The overall ICC is 0.41 (e.g. about 40% of the variation of adult incomes occur across families, while about 60% of variation of earnings occurs across brother pairs, circled in red).
That 0.41 isn’t evenly distributed across parent income origin. If you at the numbers circled in blue, you see that the big family payoff comes from Q4, or the highest income origins. This is driven both by this group’s higher mean pay (0.231), and by the fact that family is more predictive of both sibling’s earnings (0.281).
They also look at ICCs across brother-brother, sister-sister, and brother-sister pairings in the NLSY79
The ICC here is 0.22 (makes sense of lower family similarity when women during the 2nd wave of feminism are included).
Over half, 55% in the blue circle, of this family component comes from brother-brother pairs. And a big chunk of this, 0.287, comes from the family-predictiveness across brother pairs.

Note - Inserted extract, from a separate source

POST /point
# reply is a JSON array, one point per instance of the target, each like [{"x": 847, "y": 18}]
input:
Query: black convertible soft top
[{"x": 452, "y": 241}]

It’s a simple, but very clever and cool, way to unpack why between family characteristics matter, and how to identify which groups are more consequential for family similarity.
Miscellaneous thoughts
Both of these papers do a great job inching you toward thinking about your data. “Why would I use sibling comparisons?” “Why would parent treatment vary across siblings?” “Why would family effects be larger in one group versus another?” At a basic scholarly level, that’s incredibly important.
At a more pragmatic level, knowing your data and thinking deeply about your data doesn’t help you address a modern form of reviewer, which I sometimes jokingly call the “But Causal” reviewer. Such a reviewer will sometimes have one thing to say: “This study isn’t causal,” or “The association is descriptive, not causal,” etc. To be honest, I’ve been a “But causal” reviewer before. Sometimes it’s an important critique. But other times you’ve thought deeply about your research question, sketched out a sophisticated description such as EH and KI recommend, and describe the limitations of your approach. Some studies are necessarily descriptive, and the goal is to be thoughtfully descriptive. And you’ll get a But Causal reviewer who says, “This study isn’t causal.” Sadly, one effective method to combat a more hurried and inattentive But Causal reviewer is to take EH’s DFD approach, say, “Identified, Is Causal,” which often satisfies the modal But Causal reviewer. Then your paper adds to the problem identified by EH, and cannot address the cool between family issues pointed to by KI. This is all to say: EH and KI are recommending you think seriously and have humility about your research design. But that also requires you get three reviewers who think seriously and understand the humility required to address important sociological questions. You’ll rarely find that in the wild, which makes the approaches proposed by EH and KI a bit risky to implement by themselves.